First ski tow in the U.S.—1934
On this date in 1934, owners of the White Cupboard Inn in Woodstock, Vermont, installed the first ski tow in the United States.
A simple loop of rope driven by the rear wheel of a Ford Model A, the ski tow made it much easier for people to ski, as they didn't have to walk up a hill in order to have the fun of skiing down it! And the invention was so easy, it was soon copied all over; by 1940, there were more than 100 tow ropes in use in North America.
Actually, copying a simple but clever invention is just what the White Cupboard people, Bob and Betty Royce, did—they copied the idea from a ski run in Quebec, Canada (installed in 1933). The actual inventor of the ski tow—way back in 1908—was Germany's Robert Winterhalder.
(Don't you just love that name for the inventor of something that people HOLD onto in the WINTER?)
Nowadays, most ski slopes have some sort of ski lift—often a chair lift—that actually lifts skiers off the slope, rather than a ski tow that just pulls them up the hill. Rope tows are still somewhat common in some areas, however, especially on the gentle “bunny slopes” that children and learners use.
Did you know...?
Some ski slopes have a conveyor-belt sort of device called a “magic carpet” (pictured at right). These are usually used only on the gentlest of bunny slopes, since they are too slippery to use on steeper slopes.
The Winter Olympics start soon – on February 12th.
They are being held in Vancouver, British Columbia, Canada.
There are 10 Olympic sports that involve skis.

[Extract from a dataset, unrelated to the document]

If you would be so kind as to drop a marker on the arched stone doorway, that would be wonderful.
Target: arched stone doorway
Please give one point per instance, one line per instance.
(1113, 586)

Some are alpine skiing, some are nordic skiing, and some are freestyle skiing.
Can you figure out the ten kinds, using the clues below?
1. SKI ___ U ___ ___
Clue: a nordic event that involves a take-off ramp.
2. D ___ W ___ ___ ___ ___ ___
Clue: an alpine event that is super-fast!
3. S ___ ___ ___ ___ ___
Clue: an alpine event that requires zig-zagging
4. B ___ ___ ___ ___ ___ O ___
Clue: there are rifles in this nordic event!
5. A ___ ___ ___ ___ L ___
Clue: a freestyle event with some diving moves
6. C ___ M B ___ ___ ___ ___
Clue: two nordic events in one
7. SKI C ___ ___ ___ ___
Clue: down a CRAZY hill with bumps and twists
(This freestyle event is like a motorcycle race.)
8. C ___ ___ ___ S - ___ ___ ___ T R ___
Clue: a nordic event with looooong distances
9. M ___ ___ ___ L ___
Clue: a bumpy freestyle event
10. S ___ P ___ ___ - G
Clue: an alpine event that is an extreme version of #3
ANSWERS: 1. ski jump 2. downhill 3. slalom 4. biathlon 5. aerials 6. combined 7. ski cross 8. cross-country 9. moguls 10. super-G
Visit the Olympic Games Website or the Vancouver Games Website.
You could bookmark the sites for use during the Olympics!
Play Olympic Video Games!
There is ski jumping, giant slalom, short-track skating, and snowboard cross to choose from.
Color some Olympic Posters.
Scroll down to reach the Winter Games.
Where do ski words come from?
Alpine skiing.... comes from the name of a mountain range. (Which?)
Nordic skiing....comes from the name of a country. (Which?)
Slalom...comes from Norwegian words for “slope” and “track.”
Mogul...comes from the Norwegian word for “heap” or “mound.”
Ski...comes from the Norwegian word for “stick of wood.”
Where do you think the sport of skiing started?
That's right, in Norway. There is evidence of skis that can be dated back to 4,500 to 5,000 years ago!
Attaching long planks of wood (with upturned tips) to shoes or boots was meant to be a way to travel over the snow—a quicker and less tiring way than snowshoes. However, people soon realized the recreational use of skis as well. People who skied for sports often did so in the Alps, one of the great mountain ranges of Europe, hence the term alpine sport.
Now skis are almost entirely used recreationally. Related sports and transportation devices have borrowed its terminology (from water skis and then jet skis to the steering devices at the front of snowmobiles).